Examples of classical reverberation could be multiplied for visual artists in the theater, fiction, poetry, dance, and music. Freudian readings of classical myth abound in literature. The intellectual fashion in the decades of the 20s and 30s saw the ideas of Freud play a leading part in transforming values. Opposition arose to everything that had been accepted before and during World War I. Among the young, it became fashionable to reject the standardization of society, assert the free life of the pagan, and confess to the psychoanalyst (Hoffman 1959: 60-1). In this cultural climate, the term ‘‘Puritan,’’ which had referred to a specific part of earlier American experience, underwent a powerful metaphoric expansion and assimilation to the Freudian perspective. Puritan became ‘‘separated from its historical context and extended to include almost all of the guardians of the nation’s morality and business,’’ as one observer remarked, adding paradoxically that it seemed as if the ‘‘virtues [not the sins] of the founding fathers had been visited upon their sons.... The nation had fallen victim to a serious moral illness - repression’’ (Hoffman 1959: 62). With this metaphoric expansion, critics began to reinterpret the very character and history of America in Freudian terms. Whether bold insight or audacious simplification, one paradoxical effect was to facilitate further and powerful reverberations of classical paradigms by American minds.

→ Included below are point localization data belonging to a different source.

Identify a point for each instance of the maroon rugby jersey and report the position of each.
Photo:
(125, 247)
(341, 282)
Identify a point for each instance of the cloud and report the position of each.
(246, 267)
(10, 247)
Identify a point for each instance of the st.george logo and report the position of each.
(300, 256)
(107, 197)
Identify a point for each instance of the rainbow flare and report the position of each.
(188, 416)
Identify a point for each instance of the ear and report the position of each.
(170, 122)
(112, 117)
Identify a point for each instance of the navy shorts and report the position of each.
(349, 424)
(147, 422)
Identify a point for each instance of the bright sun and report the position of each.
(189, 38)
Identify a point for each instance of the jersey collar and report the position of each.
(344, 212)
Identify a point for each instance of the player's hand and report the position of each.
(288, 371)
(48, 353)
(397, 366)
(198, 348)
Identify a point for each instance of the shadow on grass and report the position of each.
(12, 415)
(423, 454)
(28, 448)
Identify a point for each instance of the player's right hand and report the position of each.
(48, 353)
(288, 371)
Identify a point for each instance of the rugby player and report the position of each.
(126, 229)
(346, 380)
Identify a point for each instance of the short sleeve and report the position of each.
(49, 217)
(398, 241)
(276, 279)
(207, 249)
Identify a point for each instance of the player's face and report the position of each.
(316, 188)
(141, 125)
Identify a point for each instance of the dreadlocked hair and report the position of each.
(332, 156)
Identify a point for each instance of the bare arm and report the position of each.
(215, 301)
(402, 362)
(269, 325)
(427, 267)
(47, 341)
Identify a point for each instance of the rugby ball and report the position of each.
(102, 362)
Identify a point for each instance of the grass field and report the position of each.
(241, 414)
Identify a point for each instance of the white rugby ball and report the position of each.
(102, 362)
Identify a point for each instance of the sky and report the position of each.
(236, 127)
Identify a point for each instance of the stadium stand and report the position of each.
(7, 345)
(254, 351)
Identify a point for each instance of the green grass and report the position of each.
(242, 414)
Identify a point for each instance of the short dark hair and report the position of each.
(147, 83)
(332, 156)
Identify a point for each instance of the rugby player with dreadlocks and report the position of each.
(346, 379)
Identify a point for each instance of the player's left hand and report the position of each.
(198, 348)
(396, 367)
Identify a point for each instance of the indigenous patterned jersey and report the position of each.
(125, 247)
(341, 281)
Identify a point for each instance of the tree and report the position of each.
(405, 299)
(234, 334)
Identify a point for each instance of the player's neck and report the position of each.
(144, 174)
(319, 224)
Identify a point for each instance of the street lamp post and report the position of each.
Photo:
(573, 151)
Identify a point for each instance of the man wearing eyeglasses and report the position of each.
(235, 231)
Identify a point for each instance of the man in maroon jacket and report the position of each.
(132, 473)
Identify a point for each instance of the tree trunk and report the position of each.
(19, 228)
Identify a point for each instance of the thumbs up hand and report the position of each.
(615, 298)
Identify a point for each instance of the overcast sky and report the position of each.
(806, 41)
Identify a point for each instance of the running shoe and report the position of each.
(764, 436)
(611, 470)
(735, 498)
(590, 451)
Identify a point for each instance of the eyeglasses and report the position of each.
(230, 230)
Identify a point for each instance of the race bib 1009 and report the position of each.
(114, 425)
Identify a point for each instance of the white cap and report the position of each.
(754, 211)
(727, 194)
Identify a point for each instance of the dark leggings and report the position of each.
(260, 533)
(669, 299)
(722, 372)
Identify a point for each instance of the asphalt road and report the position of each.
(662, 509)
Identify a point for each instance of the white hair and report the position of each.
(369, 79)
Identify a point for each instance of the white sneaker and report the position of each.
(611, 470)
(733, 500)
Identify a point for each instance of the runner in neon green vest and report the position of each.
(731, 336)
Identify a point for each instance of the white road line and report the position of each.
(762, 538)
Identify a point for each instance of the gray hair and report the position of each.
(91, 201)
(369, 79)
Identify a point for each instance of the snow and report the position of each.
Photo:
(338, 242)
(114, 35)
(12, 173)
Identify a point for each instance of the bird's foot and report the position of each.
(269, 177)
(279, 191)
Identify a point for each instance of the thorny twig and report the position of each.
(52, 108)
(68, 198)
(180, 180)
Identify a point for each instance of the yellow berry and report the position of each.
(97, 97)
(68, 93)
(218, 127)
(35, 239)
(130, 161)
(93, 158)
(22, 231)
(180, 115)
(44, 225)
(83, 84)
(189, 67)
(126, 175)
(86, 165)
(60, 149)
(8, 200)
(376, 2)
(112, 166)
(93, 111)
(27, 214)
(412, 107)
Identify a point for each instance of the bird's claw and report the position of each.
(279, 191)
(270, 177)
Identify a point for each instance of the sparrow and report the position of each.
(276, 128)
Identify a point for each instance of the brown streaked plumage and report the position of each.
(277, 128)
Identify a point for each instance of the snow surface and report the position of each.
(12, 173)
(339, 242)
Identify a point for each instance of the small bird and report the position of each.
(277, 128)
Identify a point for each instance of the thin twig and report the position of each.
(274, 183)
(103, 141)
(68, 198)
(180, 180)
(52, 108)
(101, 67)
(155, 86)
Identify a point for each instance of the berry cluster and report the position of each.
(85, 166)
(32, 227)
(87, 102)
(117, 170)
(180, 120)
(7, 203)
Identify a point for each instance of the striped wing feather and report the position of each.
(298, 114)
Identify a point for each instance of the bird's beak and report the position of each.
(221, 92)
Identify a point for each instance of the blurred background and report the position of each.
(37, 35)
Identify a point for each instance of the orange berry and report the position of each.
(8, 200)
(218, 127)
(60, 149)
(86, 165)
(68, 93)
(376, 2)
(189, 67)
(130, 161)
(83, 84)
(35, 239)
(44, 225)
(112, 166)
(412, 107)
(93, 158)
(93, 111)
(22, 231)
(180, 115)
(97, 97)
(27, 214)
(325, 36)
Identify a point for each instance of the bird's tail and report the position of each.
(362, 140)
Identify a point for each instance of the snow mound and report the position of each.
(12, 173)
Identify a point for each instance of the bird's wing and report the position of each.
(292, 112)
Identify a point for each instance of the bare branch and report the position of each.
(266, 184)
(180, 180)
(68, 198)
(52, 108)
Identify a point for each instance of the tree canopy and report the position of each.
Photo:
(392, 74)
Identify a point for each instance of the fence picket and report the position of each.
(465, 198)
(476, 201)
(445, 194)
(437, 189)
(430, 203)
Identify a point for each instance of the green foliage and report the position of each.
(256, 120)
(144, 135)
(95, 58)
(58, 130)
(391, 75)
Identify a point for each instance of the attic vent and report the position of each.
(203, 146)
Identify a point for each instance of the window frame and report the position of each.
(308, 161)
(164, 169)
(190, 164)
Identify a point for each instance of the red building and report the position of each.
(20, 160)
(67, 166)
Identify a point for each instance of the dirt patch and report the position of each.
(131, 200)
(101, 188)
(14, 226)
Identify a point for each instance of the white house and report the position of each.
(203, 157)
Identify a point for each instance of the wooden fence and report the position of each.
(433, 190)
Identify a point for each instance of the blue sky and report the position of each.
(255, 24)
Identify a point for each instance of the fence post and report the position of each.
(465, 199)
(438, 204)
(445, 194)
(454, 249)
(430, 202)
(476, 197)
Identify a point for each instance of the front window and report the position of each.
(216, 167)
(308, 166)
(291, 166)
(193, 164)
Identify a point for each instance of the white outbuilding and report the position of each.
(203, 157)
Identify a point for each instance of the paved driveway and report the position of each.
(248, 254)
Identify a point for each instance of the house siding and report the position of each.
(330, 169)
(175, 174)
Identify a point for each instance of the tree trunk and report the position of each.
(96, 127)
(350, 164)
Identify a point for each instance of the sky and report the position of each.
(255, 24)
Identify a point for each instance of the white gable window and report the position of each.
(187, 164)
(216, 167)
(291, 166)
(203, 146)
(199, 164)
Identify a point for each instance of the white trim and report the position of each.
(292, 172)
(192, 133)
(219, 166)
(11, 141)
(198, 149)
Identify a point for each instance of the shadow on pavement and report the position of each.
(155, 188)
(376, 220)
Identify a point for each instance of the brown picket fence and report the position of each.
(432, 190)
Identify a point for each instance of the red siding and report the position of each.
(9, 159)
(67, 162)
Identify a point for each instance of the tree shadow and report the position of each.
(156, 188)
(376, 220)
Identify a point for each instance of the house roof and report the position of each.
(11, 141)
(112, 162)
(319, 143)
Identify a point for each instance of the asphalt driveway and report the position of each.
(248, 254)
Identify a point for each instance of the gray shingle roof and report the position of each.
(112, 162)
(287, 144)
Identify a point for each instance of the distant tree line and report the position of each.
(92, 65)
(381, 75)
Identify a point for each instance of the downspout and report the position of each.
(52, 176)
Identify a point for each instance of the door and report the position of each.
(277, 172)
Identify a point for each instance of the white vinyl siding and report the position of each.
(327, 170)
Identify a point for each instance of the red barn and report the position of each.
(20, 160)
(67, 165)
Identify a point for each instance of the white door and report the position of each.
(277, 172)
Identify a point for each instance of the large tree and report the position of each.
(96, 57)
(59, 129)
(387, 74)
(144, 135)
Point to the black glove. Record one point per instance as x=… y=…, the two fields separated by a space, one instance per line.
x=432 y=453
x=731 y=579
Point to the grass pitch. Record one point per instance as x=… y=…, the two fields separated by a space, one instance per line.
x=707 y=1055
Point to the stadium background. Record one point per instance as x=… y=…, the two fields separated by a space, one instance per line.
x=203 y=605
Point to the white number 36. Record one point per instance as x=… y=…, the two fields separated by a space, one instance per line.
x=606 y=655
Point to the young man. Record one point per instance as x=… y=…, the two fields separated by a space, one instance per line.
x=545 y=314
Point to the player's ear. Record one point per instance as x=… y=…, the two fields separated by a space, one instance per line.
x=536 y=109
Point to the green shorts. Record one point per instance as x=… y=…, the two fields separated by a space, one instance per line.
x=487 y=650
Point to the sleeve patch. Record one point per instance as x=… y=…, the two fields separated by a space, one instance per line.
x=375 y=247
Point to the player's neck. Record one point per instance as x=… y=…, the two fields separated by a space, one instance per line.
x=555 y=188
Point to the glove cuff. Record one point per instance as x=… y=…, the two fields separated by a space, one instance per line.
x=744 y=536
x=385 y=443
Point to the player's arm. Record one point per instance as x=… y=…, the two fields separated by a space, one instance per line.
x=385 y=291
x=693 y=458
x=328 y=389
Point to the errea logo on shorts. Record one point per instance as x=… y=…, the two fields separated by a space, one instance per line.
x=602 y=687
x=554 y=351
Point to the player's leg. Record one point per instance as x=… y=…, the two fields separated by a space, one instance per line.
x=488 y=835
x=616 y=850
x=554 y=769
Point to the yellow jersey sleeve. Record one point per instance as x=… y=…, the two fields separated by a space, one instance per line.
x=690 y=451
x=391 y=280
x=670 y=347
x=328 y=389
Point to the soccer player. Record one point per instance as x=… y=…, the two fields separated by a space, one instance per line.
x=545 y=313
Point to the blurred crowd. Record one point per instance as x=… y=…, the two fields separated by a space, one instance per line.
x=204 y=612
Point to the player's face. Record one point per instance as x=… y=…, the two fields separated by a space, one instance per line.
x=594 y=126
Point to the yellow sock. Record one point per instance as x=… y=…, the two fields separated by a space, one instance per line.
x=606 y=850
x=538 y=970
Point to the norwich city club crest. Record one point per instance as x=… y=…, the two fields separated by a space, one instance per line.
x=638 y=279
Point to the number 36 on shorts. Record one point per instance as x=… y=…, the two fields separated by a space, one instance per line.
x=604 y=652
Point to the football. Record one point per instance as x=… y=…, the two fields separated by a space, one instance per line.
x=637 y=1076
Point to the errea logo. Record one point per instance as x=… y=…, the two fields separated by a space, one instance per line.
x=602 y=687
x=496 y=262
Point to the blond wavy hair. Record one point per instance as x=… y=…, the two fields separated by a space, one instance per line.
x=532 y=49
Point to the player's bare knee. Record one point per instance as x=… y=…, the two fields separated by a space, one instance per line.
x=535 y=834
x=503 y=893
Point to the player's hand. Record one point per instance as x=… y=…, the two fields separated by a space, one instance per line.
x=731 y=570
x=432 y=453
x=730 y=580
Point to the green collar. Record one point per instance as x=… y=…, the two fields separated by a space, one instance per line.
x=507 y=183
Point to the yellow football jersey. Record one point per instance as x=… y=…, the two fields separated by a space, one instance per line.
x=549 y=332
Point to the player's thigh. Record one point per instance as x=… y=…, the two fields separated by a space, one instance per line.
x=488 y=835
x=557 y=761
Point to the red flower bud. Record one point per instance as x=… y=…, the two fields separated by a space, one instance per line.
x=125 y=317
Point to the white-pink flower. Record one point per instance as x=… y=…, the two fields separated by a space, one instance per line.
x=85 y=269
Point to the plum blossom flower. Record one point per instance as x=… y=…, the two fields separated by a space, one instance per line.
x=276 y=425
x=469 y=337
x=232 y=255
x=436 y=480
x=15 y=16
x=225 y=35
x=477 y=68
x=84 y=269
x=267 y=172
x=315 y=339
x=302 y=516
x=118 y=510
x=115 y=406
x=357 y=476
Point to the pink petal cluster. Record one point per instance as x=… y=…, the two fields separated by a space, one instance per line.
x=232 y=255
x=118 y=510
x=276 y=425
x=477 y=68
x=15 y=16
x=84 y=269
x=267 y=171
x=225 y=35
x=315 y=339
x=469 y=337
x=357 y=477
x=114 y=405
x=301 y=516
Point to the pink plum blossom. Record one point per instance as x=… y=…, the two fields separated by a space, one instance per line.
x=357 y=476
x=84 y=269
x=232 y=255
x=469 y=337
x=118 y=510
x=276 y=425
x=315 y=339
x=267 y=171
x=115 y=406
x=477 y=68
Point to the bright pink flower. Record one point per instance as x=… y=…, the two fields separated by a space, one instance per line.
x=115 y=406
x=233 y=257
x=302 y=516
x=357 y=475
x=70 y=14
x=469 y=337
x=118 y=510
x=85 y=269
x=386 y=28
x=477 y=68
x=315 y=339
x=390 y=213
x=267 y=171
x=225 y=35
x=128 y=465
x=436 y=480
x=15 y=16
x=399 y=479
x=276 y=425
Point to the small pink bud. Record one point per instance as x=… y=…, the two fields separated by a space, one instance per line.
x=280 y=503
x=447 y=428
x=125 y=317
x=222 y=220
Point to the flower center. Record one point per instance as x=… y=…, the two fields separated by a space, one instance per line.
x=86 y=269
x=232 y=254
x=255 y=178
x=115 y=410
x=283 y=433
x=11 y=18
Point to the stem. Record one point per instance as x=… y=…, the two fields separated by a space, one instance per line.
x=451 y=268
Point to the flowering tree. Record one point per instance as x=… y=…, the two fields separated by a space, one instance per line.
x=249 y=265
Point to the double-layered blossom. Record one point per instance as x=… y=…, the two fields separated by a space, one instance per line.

One reverberation suggested and justified by the expanded idea of puritanism transformed tragedy, a genre that could feed on the concept of a determining and perverse strain in the American character. ‘‘The busy theater’’ of the American psyche, as perceived by Freud’s early journalistic herald cited above, became a stage for forbidding psychological drama in which puritanical inhibitions destroyed innate spiritual freedom. As early as 1926, Eugene O’Neill (1888-1953) began work on what would grow into the trilogy Mourning Becomes Electra (1931), using no lesser model than the Oresteia of Aeschylus (525/4-456 bc). In O’Neill’s conception, puritanical meanness, raised to mythic dimensions in three generations of a rich and powerful New England family, becomes a curse even more destructive than the violent pride and hostile fate that destroyed the descendants of Atreus in the Aeschylean trilogy. Beyond the horror and vengefulness, Aeschylus had offered a vision of the hero’s redemption in the civic order of Athens, through the establishment of legal institutions. No similar affirmation lightens O’Neill’s American scene. After deaths by murder and suicide, O’Neill’s version of Electra turns away at the end from the hostile, puritanical society around her to immure herself in isolation with her memories of frustration, violence, and misplaced passions in the family’s ancestral mansion, which had been built in Greek revival style.